Teröristlerin Cezayir asıllı ve Müslüman olmaları İslam alemini adeta sıkıntıya soktu. Saldırıyı kınayan Başbakan Davutoğlu “Bir kez daha altını çizerek vurgulamak istiyorum ki bu terör saldırıları bir barış dini olan İslam ile ilişkilendirilemez.” demek zorunda kaldı. Aynı mealde siyasi partiler dahil medya ve kamuoyu da saldırıyı şiddetle kınadı.
Bunlar bir tarafa, dünyanın pek çok yerinde yaşanan çok daha vahim ve vahşi katliamlar karşısında medeni dünyanın kılı kıpırdamış mıydı?
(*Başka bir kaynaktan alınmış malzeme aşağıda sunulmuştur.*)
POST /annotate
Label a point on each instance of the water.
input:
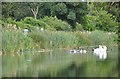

İsrail’in en az bu saldırıyı anımsatacak kadar Filistin’de gerçekleştirdiği vahşet ve katliam karşısında, Arap ülkeleri dahil İslam aleminin hiç sesini çıkardığı duyuldu mu?
11 Eylül’den sonra da ne yazık ki teröre karşı dünya bir ortak noktaya gelememişti. Oysa teröre karşı; kim tarafından, nerede yapılırsa yapılsın ve kurbanların kimliklerine bakılmaksızın dünyanın güçlü bir tepkiyi nasıl organize edebileceğinin bir yolu artık bulunmalıydı.
Şimdiye kadar ülke bazında uygulanan stratejilerle soruna çare bulunamadığı ortadadır. Konunun ivedilikle AB çerçevesinde ele alınmasının gerekli olduğu değerlendirilmektedir. Bu kapsamda önceliğin ortak, hiç değilse bölge bölge ortak stratejilerin tesbiti ve stratejiler için gerekli kaynakların ortaya konmasıdır. Bir yandan oluşturulacak teşkillerin eğitiminden yönetimine, koordinasyonundan yardımlaşmaya, finanstan sürdürülebilirliğe kadar hazırlıkları yapılırken toplumların da eşitlik, demokrasi, kardeşlik duygularının geliştirilmesinin ve bu esasları düzenleyen yasal ortamların oluşturulma çalışmalarının ivedilikle hayata geçirilmesinin gerekliliği apaçık ortadadır.